L'historien
Didier Foucault propose dans cet ouvrage une synthèse des études sur le libertinage et en retrace l'histoire, d'une première mise en scène avec les goliards jusqu'au crépuscule du 18e siècle, notamment marqué par le marquis de
Sade. Il précise d'emblée que son projet est d'écrire une histoire du libertinage, et non des libertins : il est donc inutile d'espérer un catalogue des frasques et prouesses de quelques-uns, difficile à constituer et à justifier au niveau des sélections forcément subjectives. Ce sont plutôt les grandes étapes de ce mouvement culturel qu'il se propose de reconstituer. Ce courant de pensée naît selon lui dans les sociétés chrétiennes souhaitant normaliser les comportements, que ce soit au niveau des idées ou des moeurs, d'où la polysémie du terme dès son apparition au 17e siècle : en effet, le mot désigne tous les « déviants », tous ceux qui prennent trop de liberté vis-à-vis de l'autorité ecclésiastique et politique (pour plus de précisions à ce sujet, je vous renvoie à mon article sur
le grand dérèglement de
Patrick Wald Lasowski où j'ai déjà abordé ce point). Ces personnes ne sont toutefois pas à confondre avec les « hérétiques », qui cherchent à corriger les travers de l'Eglise, ou avec les « pécheurs repentants » qui n'assument pas leur prise de position hors du cadre de l'Eglise (par prudence, de nombreux libertins sont hypocrites vis-à-vis de la religion, mais n'en assument pas moins leurs idées ou moeurs).

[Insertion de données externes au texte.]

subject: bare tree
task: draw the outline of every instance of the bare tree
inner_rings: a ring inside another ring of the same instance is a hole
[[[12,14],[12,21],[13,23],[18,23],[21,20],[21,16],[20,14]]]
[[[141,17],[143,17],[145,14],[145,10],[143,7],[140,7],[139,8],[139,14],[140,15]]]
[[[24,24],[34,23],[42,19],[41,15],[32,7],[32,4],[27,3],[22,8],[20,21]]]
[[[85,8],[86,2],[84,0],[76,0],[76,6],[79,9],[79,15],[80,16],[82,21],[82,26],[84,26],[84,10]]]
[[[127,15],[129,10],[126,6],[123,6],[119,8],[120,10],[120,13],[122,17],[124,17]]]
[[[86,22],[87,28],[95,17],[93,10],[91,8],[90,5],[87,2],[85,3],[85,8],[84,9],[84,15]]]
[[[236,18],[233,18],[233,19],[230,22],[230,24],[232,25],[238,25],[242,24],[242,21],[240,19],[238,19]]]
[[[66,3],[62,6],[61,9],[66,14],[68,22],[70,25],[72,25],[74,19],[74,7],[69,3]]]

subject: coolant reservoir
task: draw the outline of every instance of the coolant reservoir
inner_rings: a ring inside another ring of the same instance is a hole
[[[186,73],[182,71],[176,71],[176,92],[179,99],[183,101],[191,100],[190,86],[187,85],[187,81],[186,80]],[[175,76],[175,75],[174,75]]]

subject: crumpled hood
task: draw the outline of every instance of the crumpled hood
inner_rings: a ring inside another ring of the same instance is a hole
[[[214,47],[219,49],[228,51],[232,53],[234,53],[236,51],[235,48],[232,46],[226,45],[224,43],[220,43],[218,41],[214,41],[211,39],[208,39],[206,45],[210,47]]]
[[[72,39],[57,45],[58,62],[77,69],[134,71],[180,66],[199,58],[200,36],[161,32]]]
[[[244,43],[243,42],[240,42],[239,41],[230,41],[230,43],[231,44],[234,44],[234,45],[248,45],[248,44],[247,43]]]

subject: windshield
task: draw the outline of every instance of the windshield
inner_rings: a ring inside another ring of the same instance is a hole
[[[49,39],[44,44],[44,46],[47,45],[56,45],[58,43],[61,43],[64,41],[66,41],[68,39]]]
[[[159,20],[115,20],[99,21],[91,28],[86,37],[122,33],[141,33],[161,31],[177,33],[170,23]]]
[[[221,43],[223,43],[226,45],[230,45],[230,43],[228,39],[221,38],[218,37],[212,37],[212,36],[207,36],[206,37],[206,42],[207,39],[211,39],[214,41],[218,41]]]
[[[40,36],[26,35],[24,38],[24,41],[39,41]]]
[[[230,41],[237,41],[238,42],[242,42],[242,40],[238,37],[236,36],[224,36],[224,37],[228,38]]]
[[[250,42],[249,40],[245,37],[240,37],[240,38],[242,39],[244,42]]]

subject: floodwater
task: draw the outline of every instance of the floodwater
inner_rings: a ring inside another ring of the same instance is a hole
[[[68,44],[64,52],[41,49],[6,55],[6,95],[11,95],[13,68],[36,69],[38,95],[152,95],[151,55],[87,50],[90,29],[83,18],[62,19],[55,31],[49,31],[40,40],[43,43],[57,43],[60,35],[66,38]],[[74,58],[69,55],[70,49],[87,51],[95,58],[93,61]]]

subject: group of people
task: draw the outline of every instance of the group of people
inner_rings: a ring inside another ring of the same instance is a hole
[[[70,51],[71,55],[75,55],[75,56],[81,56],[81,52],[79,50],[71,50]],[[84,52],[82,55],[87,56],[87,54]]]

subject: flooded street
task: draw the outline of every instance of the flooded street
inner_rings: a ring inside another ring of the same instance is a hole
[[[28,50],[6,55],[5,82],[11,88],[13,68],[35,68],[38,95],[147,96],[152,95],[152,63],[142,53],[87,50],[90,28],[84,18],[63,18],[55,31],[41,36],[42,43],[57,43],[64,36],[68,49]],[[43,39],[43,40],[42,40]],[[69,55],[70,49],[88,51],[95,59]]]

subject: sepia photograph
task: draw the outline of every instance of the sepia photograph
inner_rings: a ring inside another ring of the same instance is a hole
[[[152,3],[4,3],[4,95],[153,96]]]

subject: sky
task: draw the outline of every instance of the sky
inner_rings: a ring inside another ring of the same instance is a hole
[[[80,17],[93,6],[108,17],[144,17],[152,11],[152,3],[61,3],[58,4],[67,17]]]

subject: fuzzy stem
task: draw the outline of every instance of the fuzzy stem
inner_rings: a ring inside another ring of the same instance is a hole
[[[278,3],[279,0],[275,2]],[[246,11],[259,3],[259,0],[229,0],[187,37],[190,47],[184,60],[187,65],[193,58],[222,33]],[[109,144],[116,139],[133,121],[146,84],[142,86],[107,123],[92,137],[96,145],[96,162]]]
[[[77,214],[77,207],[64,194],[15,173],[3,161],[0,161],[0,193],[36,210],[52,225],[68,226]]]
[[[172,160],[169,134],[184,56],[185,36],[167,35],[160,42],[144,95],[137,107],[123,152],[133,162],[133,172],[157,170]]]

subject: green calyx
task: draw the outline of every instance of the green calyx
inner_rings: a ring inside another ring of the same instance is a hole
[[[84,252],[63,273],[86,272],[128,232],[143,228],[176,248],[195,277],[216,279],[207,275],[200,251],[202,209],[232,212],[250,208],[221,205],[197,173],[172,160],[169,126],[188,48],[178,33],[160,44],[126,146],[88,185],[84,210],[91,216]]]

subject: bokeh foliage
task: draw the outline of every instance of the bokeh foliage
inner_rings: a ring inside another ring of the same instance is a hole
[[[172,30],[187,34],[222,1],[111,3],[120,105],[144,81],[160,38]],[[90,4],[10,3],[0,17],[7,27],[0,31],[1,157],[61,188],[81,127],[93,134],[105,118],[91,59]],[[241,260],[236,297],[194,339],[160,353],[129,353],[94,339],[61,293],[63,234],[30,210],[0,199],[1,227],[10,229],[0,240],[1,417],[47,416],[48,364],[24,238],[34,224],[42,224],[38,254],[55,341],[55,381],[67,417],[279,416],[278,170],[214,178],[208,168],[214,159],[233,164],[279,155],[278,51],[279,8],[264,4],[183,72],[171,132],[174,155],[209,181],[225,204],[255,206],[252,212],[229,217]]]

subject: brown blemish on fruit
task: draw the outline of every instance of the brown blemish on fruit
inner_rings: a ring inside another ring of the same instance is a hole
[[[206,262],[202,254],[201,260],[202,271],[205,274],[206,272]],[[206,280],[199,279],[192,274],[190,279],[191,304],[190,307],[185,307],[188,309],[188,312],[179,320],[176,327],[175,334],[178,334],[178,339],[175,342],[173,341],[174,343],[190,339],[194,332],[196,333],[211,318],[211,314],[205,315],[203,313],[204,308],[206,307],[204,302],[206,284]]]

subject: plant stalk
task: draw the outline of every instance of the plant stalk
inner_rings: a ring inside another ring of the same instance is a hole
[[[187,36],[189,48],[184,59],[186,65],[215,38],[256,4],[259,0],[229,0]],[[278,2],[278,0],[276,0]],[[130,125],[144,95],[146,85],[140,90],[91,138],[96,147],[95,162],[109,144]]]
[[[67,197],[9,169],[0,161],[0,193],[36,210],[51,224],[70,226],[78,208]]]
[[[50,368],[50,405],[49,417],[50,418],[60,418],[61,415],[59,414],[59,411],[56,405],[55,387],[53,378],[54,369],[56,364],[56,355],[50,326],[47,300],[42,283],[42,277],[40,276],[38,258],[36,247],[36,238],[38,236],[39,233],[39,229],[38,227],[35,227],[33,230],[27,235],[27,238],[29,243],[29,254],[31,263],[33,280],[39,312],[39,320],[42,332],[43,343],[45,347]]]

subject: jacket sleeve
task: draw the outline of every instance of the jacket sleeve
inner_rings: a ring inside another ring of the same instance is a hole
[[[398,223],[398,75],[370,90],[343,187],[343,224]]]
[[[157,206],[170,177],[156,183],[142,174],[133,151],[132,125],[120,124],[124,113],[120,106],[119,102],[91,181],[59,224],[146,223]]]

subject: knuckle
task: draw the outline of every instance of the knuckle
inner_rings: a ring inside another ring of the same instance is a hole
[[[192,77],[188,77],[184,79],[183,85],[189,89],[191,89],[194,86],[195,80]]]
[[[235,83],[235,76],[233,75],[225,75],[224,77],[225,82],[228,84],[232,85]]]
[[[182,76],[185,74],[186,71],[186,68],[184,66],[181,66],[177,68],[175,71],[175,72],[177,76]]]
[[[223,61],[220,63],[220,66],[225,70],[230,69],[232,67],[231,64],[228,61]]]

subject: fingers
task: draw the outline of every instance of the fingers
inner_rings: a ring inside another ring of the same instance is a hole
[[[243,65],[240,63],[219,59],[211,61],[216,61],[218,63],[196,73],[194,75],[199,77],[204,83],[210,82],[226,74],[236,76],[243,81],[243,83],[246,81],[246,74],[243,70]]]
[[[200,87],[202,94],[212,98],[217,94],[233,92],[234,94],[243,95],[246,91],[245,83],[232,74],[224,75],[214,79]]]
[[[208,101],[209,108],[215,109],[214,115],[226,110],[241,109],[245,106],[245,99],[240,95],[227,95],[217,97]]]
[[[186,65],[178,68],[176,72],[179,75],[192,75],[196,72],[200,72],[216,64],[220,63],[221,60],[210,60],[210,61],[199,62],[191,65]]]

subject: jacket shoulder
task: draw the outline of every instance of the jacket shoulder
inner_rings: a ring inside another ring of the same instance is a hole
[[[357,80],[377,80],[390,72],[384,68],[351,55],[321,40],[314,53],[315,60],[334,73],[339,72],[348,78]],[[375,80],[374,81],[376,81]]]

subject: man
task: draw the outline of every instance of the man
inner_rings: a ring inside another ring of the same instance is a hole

Cette entreprise de normalisation de l'Eglise chrétienne commence aux 12e et 13e siècles, et ceux qu'on pourrait considérer comme les ancêtres de libertins sont alors les goliards (la nomination les désignant comme des disciples de Golias, c'est-à-dire du diable). Il s'agit de jeunes gens lettrés et turbulents, qui parcourent les routes européennes et cultivent une forme désinvolte d'hédonisme. On s'en souvient souvent aujourd'hui comme des jongleurs et poètes voyageant de Cour en Cour pour gagner leur vie. On leur doit notamment les Carmina Burana et de nombreux autres chants à boire perdus. Ils forment une contre-société ecclésiastique et oppose également à l'idéal chevaleresque de la fin'amor des attitudes plus grivoises.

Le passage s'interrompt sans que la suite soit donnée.